Ningbo is not exactly a tourist destination. It’s mainly known as one of China’s busiest cargo ports, and apart from that I didn’t know anything about it. Turns out it’s also one of the oldest cities in China! There’s a Neolithic site nearby, although we didn’t go there. It also has several other places of interest, like the oldest private library in the country and a popular history museum. Plus, its seafood is very well known! It is also a vibrant and dynamic city, or so it seemed to me, with lots of young people, and it’s surrounded by lush mountains that I could even see from the hotel room.

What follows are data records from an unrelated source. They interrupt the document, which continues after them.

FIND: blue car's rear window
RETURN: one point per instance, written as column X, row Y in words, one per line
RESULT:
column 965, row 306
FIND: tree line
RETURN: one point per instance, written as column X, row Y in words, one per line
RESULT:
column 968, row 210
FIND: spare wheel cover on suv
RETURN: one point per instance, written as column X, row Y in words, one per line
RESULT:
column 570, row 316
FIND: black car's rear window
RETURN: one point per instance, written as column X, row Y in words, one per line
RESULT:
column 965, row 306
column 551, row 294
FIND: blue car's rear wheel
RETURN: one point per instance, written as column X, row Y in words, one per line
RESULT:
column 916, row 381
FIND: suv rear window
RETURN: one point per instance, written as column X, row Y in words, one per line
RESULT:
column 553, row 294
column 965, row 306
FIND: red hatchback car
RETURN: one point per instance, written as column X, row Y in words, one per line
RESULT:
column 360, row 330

We went there by car and traffic was very fluid, considering it was a national holiday. It seems not many people were travelling in the direction of Ningbo! After doing the check in at the hotel, we went for a stroll around the area. There was a Catholic cathedral (which accepted donations through WeChat and Alipay, of course!), a big square surrounded by lots of shops and restaurants and, after crossing the river, another small Catholic church and an area known as the Old Bund. Yes, Bund as in Shanghai! It turns out, Ninbo was one of the first cities to become an expat hub, a couple of centuries ago! The Old Bund is now a very lively street full of bars and there is also a very good Italian restaurant where we had dinner.

The Ningbo Cathedral.

Tianyi Square.

Catholic church with Chinese characteristics.

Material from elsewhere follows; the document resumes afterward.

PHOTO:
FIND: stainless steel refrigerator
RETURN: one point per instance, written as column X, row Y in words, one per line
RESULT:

On our second day it was raining. Boooh! I love rain, but not when I’m on holidays! We took the chance to visit the Ningbo Museum. There was a very long line at the entrance, but it was quite fast and we were inside after just 15 minutes waiting. Entrance was free although you need to register your information on their WeChat miniapp. Oh, and foreigners needed to do a separate registration and fill a form at the entrance. I guess this is done as a “service”, to contact you asap in case there was a covid-19 case in the museum, but I felt singled out! Oh, and I also found out that foreigners cannot register and use the mobile payment on buses. That was not cool, Ningbo! After the museum, we had a lunch of the famous Ningbo seafood at a very popular restaurant.

The Ningbo museum.


The next day we visited the Moon Lake park and Tianyige, which is the old library that I mentioned before. However, the place doesn’t really look like a library, it was similar to the Suzhou gardens. The park was very nice, it had a lake in the middle where you could rent a boat, old houses (Chiang Kai-Sek lived in one of them, it seems) and a playground where we did the compulsory pit stop for Baby A.

The Moon Lake park.


On our final day, we visited what used to be a temple but is now an ancient architecture museum, in the suburbs of Ningbo. It was called Baoguo Temple and was perched on top of a hill. The security guard in the parking lot told us it was not a good idea to bring the stroller, and Baby A. was a good boy and went up and down all the stairs by himself!

Climbing up the stairs…

Feeding the fish.


And those were our holidays! I’ve been so busy with work this past week that I already forgot the feeling of not having anything to do!